L’Avventura London is currently able to offer a number of concert programmes that have already been enthusiastically received by audiences. The programmes explore new interpretations of much-loved masterpieces and also premiere forgotten musical gems that are regularly unearthed and reconstructed following original musicological research.
L’Avventura’s director Dr Žak Ozmo is able to create programmes for any required theme that are certain to add something truly attractive and unique to any festival or concert series event.
If you are a promoter interested in L’Avventura’s programmes, please contact us for comprehensive programme descriptions and pricing details.
We hope to hear from you!
Trade Roots: Portuguese 17th-century Villancicos and Romances
The Monastery of Santa Cruz at Coimbra was one of the major centers of Portuguese music during the sixteenth and seventeenth centuries. It was a self-contained musical community where musical training was mandatory and which employed its own members as singers, performers, and music teachers, while relying on them also as composers and instrument makers. In addition to some large plainsong books, the monastery’s residents left behind them countless paper manuscripts, carelessly written and casually bound in parchment leaves. Within these manuscripts, sacred and secular vocal pieces called villancicos and romances, mostly anonymous, by far outnumber any other works.
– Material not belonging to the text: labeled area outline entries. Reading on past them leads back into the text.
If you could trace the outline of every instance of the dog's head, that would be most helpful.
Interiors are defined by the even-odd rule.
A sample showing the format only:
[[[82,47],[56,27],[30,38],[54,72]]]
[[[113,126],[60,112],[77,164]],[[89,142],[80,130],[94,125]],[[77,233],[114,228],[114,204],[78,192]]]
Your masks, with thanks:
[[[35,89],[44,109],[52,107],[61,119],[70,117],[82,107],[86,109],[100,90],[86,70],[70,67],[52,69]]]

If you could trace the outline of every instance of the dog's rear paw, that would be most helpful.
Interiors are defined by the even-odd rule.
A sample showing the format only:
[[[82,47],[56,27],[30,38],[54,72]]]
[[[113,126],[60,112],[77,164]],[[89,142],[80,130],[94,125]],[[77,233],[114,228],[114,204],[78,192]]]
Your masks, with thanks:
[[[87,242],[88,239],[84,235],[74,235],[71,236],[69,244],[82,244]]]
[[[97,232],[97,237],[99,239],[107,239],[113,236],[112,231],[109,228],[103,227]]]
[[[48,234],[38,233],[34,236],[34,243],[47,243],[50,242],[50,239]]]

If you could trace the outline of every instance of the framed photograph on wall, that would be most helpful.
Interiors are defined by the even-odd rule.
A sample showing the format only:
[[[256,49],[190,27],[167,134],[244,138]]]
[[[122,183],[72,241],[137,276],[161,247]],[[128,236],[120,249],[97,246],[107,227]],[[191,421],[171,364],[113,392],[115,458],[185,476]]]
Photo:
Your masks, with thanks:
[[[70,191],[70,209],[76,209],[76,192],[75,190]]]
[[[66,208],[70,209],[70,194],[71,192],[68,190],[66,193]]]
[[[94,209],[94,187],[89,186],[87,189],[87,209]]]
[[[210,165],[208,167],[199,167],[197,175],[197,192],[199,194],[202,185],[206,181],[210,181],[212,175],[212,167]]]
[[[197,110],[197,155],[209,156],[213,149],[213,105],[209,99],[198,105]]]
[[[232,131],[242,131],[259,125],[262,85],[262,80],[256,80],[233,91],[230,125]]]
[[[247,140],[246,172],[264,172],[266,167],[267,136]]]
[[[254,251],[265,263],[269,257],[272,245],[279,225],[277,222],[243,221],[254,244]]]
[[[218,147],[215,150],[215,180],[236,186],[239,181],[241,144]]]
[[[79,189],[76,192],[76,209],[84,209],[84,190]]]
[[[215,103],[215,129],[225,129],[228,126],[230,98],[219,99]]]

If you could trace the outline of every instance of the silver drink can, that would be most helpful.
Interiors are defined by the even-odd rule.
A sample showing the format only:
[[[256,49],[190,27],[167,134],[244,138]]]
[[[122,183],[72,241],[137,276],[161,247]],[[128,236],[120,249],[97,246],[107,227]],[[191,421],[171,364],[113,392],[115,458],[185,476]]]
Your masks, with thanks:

In this programme L’Avventura London will be presenting some of the most interesting, entertaining, and ravishingly beautiful villancicos and romances found in the Monastery’s archives. One must listen to these pieces in order to explain the repeated attempts of the Church officials to forbid monks from performing these works at nearby convents. Whether it was their ambiguous erotic imagery, their soulful and captivating melodies, or – and particularly in cases of villancicos negros – the wild rhythms and exotic harmonies brought to Portugal by free and enslaved men and women arriving from the Brazilian and African colonies, these works certainly have about them much that would stir up the soul and weaken the flesh.
18th-century Portuguese Love Songs
In his journals, the eighteenth-century English novelist and travel writer William Beckford described the most seductive, beguiling love songs he heard during his journey to Portugal: they were called modinhas, ‘an original sort of music different from any I ever heard, the most seducing, the most voluptuous imaginable, the best calculated to throw saints off their guard and to inspire profane deliriums’.
In this groundbreaking programme, L’Avventura London presents Portuguese and Brazilian modinhas and related instrumental music from the eighteenth century. These popular works mixed the musical traditions of indigenous Brazilian population with that of their Portuguese European counterparts, producing a unique vocal genre characterized by captivating melodies, unusual rhythms and colouristic instrumental effects. Possibly created by Domingos Caldas Barbosa, Jesuit-educated son of a Portuguese man and a liberated Angolan woman, the genre was taken up and further popularized by many of the leading eighteenth-century Portuguese composers. The programme will include a selection of beguiling modinhas by António da Silva Leite, Marcos Portugal, and others. Carlos Seixas and Pedro António Avondano will also be represented through their striking instrumental pieces.
The programme includes eight instrumentalists and two singers.